El autorretrato feminista: Élisabeth Vigée-Lebrun


En los años previos a la Revolución Francesa, este óleo encarnó la aspiración de las mujeres a liberarse de las constricciones de la moda y afirmarse por sus méritos

Élisabeth Vigée-Lebrun fue la gran pintora de la aristocracia francesa a finales del siglo XVIII. Autora de más de 800 retratos, se convirtió en la retratista favorita de la reina María Antonieta, a la que pintó en 35 ocasiones. Pese a su éxito y a que ingresó en la Academia de Pintura francesa, no fue una artista convencional. En sus retratos no se limitaba a reproducir a modelos, sino que quería revelar su carácter y actitudes, a la vez que las idiosincrasias de su época. Más particularmente, sus retratos describían un nuevo ideal femenino que ella misma encarnó en una obra realizada cuando tenía 27 años y que afirmó su condición de artista: el famoso Autorretrato con sombrero de paja, conservado en la Galería Nacional de Retratos de Washington.

Frente a la artificiosidad característica del rococó, Élisabeth se inclinó por la propuesta de sencillez que marcó los años anteriores a la Revolución francesa, cuando se difundía el ideal de la vuelta a la naturaleza propugnado por el filósofo Rousseau.

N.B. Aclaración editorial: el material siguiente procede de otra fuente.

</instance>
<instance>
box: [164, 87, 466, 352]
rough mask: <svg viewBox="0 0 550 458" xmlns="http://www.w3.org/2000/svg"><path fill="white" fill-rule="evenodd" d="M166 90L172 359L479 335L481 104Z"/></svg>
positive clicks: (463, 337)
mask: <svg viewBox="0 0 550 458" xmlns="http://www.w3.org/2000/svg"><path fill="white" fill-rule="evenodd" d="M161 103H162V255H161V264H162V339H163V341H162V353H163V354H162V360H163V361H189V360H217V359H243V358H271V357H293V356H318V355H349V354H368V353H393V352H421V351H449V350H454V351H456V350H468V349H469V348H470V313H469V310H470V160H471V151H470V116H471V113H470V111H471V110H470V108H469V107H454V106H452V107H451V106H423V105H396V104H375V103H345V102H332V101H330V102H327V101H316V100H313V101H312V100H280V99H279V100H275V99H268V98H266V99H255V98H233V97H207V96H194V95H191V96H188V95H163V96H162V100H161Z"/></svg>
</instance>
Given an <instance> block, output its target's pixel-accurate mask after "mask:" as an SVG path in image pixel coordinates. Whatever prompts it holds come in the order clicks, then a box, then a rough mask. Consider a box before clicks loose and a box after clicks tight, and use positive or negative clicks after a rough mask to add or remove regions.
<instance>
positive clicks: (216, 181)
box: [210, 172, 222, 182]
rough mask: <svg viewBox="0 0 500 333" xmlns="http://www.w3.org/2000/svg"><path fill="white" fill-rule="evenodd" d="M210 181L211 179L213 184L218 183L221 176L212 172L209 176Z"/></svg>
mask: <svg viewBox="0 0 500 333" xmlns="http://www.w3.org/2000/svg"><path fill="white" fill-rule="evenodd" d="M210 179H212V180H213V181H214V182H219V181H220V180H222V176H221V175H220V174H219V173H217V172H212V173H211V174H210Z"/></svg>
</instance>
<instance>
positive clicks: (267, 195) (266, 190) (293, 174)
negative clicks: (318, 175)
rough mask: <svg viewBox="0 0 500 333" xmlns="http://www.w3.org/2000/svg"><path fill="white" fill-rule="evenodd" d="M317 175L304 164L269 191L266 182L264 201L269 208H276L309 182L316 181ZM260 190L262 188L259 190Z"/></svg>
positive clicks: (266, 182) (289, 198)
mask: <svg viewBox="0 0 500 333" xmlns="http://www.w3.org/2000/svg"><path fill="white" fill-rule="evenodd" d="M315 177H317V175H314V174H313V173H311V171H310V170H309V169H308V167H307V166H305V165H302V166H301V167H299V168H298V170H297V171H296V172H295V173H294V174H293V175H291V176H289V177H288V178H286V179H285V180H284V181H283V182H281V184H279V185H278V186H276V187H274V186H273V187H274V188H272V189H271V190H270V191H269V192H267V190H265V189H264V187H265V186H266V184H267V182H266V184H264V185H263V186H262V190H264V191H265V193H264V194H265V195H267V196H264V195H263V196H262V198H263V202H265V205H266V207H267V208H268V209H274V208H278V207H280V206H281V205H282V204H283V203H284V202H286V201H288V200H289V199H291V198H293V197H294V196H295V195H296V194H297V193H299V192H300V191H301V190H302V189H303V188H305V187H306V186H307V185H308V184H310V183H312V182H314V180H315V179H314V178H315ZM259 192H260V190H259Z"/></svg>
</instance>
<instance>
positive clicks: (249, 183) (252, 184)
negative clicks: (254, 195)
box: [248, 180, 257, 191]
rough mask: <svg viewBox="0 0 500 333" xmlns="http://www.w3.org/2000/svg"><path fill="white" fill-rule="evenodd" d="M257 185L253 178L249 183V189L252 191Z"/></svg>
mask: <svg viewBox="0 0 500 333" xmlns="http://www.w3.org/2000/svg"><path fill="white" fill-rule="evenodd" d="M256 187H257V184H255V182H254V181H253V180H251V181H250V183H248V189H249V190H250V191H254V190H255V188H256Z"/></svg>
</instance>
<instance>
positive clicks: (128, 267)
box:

Colocada en el centro de la composición, y mirando directamente a su público, la pintora se retrataba con melena suelta y sin empolvar, un peinado aparentemente informal que había puesto de moda la reina María Antonieta en 1781 tras el nacimiento de su último hijo, llamado por ello coiffure à l’enfant, «peinado del niño». Encima la pintora lucía un sombrero de paja decorado con una pluma de avestruz y unas flores frescas.

Sonrisa insinuante

De acuerdo con su carácter enemigo de la artificiosidad, Élisabeth rompía con la moda del maquillaje, ya que lucía una tez natural: su rostro se mostraba sombreado por el ala de la pamela, que enmarcaba unas cejas sin depilar y unos labios entreabiertos y rosados. A pesar de camuflar la boca mediante esta sombra sutil, se entreveían los dientes, cuyo brillo es similar al fulgor nacarado de los pendientes. Vigée-Lebrun gustaba de pintar sus modelos adultos con la boca entreabierta, un rasgo de naturalidad que contrastaba con la pose solemne de los retratos aristocráticos y que fue objeto de críticas.

La pintora llevaba un vestido rosado sin armadura interna (esto es, sin el típico panier que abombaba las faldas), que recordaba el de las damas de las Antillas francesas, por lo que recibió el nombre de «vestido a la criolla». También era llamado «vestido camisa» a causa de su semejanza con la pieza de ropa interior llamada en la época chemise (camisa), tanto por la finura y sencillez de las telas como por ser un vestido ajustable. Élisabeth se ceñía la cintura con una amplia cinta de raso de seda de color marrón y, creemos, también las mangas anchas bajo el delicado chal negro. El escote redondo guarnecido con volantes y terminado con encajes y un gran lazo combinaba con los puños de sus mangas.

El cuadro era también un acto de afirmación de la autora, que se presentaba como una dama moderna e independiente y sostenía las herramientas de su trabajo: una paleta con colores y unos pinceles manchados.